Вдруг сверху раздался возмущенный крик стоявшей в дверях Доры:
– Мама! Виктор курит!
– Оставь мальчика в покое! Должен же у него быть хоть какой-то недостаток! – донесся до них голос тети Нюни.
– Кажется, у тебя скоро будет постоянная московская регистрация и большая дружная семья.

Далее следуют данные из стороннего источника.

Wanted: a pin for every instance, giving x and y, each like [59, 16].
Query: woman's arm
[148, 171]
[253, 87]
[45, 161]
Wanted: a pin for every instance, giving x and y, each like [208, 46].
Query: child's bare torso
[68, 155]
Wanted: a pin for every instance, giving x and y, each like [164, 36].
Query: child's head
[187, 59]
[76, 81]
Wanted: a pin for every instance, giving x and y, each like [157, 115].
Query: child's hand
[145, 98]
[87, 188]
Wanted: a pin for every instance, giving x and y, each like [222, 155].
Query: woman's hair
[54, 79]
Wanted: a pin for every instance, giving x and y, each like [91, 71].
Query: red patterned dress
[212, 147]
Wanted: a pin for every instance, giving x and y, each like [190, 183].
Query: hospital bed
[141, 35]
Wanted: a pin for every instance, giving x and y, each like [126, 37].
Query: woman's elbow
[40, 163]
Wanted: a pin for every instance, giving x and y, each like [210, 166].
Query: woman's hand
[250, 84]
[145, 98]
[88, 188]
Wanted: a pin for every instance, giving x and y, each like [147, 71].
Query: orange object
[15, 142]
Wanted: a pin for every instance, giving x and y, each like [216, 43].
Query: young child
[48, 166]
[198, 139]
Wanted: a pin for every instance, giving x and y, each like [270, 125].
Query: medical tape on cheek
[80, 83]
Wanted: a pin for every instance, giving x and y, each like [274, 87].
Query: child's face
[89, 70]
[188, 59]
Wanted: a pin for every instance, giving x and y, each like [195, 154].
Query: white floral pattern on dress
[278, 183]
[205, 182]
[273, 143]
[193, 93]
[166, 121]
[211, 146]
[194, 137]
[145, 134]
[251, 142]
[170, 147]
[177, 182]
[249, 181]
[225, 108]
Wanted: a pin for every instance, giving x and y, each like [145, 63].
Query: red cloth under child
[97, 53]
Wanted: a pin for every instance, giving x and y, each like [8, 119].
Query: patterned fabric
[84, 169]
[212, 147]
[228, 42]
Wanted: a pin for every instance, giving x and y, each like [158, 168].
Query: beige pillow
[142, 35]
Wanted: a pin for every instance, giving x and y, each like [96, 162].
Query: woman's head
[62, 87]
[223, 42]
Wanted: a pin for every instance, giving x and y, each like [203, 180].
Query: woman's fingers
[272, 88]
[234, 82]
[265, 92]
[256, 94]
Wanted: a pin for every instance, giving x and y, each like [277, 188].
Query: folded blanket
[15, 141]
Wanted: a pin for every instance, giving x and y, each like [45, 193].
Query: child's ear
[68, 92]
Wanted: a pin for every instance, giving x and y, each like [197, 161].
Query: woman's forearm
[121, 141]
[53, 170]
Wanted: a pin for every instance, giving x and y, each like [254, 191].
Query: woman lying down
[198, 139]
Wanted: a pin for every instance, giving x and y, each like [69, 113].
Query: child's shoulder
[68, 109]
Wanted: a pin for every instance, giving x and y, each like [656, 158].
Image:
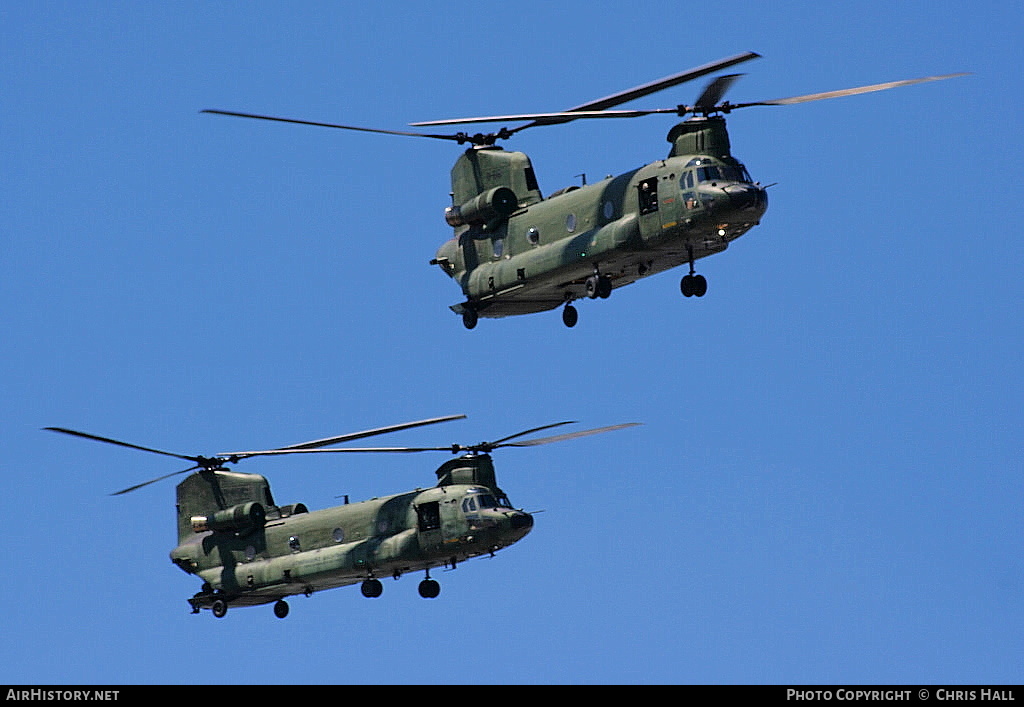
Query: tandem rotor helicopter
[516, 252]
[248, 550]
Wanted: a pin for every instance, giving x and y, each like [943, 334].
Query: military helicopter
[516, 252]
[248, 550]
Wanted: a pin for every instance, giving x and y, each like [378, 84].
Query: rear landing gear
[693, 286]
[372, 588]
[598, 286]
[429, 588]
[569, 316]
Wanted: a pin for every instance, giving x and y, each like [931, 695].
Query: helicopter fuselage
[298, 551]
[623, 229]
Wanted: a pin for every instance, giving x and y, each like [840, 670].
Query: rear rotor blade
[651, 87]
[196, 460]
[597, 109]
[568, 435]
[847, 91]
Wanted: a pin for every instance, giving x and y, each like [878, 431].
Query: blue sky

– Лев Иванович! Лия – прекрасная женщина, дети – просто чудо! О тете Нюне я вообще молчу! Но мужчина должен приносить в дом деньги и не быть нахлебником. А что у меня? Стипендия! Да еще мы с Павлом на автостоянке по ночам сторожами подрабатываем. И все! На себя мне, худо-бедно, хватает, а на семью? Что мне, в боях без правил участвовать, чтобы что-то заработать? Потому что я только и умею, что воевать и качественно морды бить. А потом тот же Марек будет меня однажды вскрывать!
– А если на заочное перевестись?
– Будет только хуже: я потеряю регистрацию и общежитие, придется снимать квартиру или хотя бы комнату, на которую еще нужно заработать. И куда я пойду? Охранником в магазин? У меня же ни профессии, ни специальности, никакого дела в руках нет! Могу еще в авторемонтную мастерскую пойти, потому что немного в этом разбираюсь. Только разве Шульцам такой зять нужен?
– Ладно! – махнул рукой Гуров. – Это дело будущего! Ты мне расскажи, что той ночью произошло?
– Ну, я как сюда приехал, первым делом пошел и все осмотрел. И понял, что если нападение все-таки будет, то через дверь они не пойдут – шуму много: снаружи металлическая, а внутренняя из такого дерева сделана, что ее хрен вышибешь, да еще и крюк на ней такой, что слона удержит. Значит, через окна. Квартира четырехкомнатная, три окна выходят на улицу, а напротив – дорогущий ресторан, а это значит, и охрана на стоянке, и видеонаблюдение, да и люди постоянно туда-сюда ходят. Вывод – пойдут со двора, куда выходят окна гостиной и кухни. Дом – «сталинка», квартира на третьем, предпоследнем, этаже, по торцу – пожарная лестница, значит, надо ждать их сверху. Ну, пока время было, я всех собрал, чтобы дома никто один не оставался, и пошли мы все вместе Лию с работы забирать, а детей из школы. На обратном пути продуктами запаслись – неизвестно же, сколько эта осада продлится. Вернулись в дом, и я четко объяснил, что окна на улицу обязательно должны быть на всякий случай закрыты, а за остальными я и сам прослежу. Все легли спать, я караулить остался, а чтобы время даром не терять, поставил курицу вариться. Хорошая такая, на два килограмма, – я ее утром нафаршировать собирался. Когда бульон закипел, я ее на маленьком огне доходить оставил.
– Про курицу обязательно? – не выдержал Гуров.
– Сейчас сами все поймете, – пообещал Виктор. – Сижу я в коридоре, прислушиваюсь, и вдруг – опаньки! – со стороны гостиной, где балкон, шумок раздался, ну, я туда и направился. Смотрю – четыре ноги ко мне сверху спускаются. И принял я их в свои теплые объятия! Вырубил на совесть! Собрался уже вязать, и тут смотрю – третий в кухонное окно лезет! Рванул я туда, и вдруг оттуда такой визг раздался, словно живого поросенка кипятком ошпарили! А потом тихо стало! А там же курица на плите! Вы знаете, что такое кипящий куриный бульон? Влетел я туда, а уже все кончено! Оказывается, дрыхли все, кроме тети Нюни – она тоже потихоньку караулила. Когда я на балкон отправился, вышла полюбопытствовать – тут-то и увидела мужика, который на кухонном подоконнике стоял, и, недолго думая, взяла первое, что под руку подвернулось.